Postprocessing of Learning Curve Analysis (LCA)

This script produces aggregated LCA scores, run times, and plots LCA mean absolute error curves when given the output directory from any of the IMPROVE LCA workflows (bruteforce, swarm).

Requirements

Installation and Setup

Create the IMPROVE general environment:

conda create -n IMPROVE python=3.6
conda activate IMPROVE
pip install improvelib

If you wish to use the included plotting functionality, install seaborn and matplotlib:

conda install seaborn matplotlib

Parameter Configuration

This workflow uses command line parameters. The first (positional) parameter (runtimes, lca_scores, plot_learning_curve, or whole_analysis) specifies the analysis to run.
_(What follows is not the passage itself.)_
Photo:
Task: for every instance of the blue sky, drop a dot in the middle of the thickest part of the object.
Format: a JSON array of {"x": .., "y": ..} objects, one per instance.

Other optional parameters are as follows:

  • --input_dir: Path to the LCA results (default: './').

  • --output_dir: Path to the directory where the postprocessing will be saved (default: './').

  • --y_col_name: The y_col_name in test_y_data_predicted.csv (default: 'auc').

  • --metric_type: Metric type to use (default: 'regression').

  • --model_name: Name of the model, if you would like it saved in the file name / data / title of the plot (default: None).

  • --dataset: Name of the dataset, if you would like it saved in the file name / data / title of the plot (default: None).

Usage

To generate run-time analysis:

python lca_postprocess.py runtimes <arguments>

This will output a table runtimes.csv in the specified output_dir.

To generate aggregate scores:

python lca_postprocess.py lca_scores <arguments>

This will output a table all_scores.csv in the specified output_dir.

To generate learning curve plot:

python lca_postprocess.py plot_learning_curve <arguments>

This will use all_scores.csv the specified output_dir and output a plot fig.png in the specified output_dir.

To run all analyses:

python lca_postprocess.py whole_analysis <arguments>

This will run the run-time analysis, aggregate scores, and plot the learning curve.

Output

The processed results will be in output_dir as follows:

output_dir/
├── <model>_<dataset>_all_scores.csv
├── <model>_<dataset>_fig.png
└── <model>_<dataset>_runtimes.csv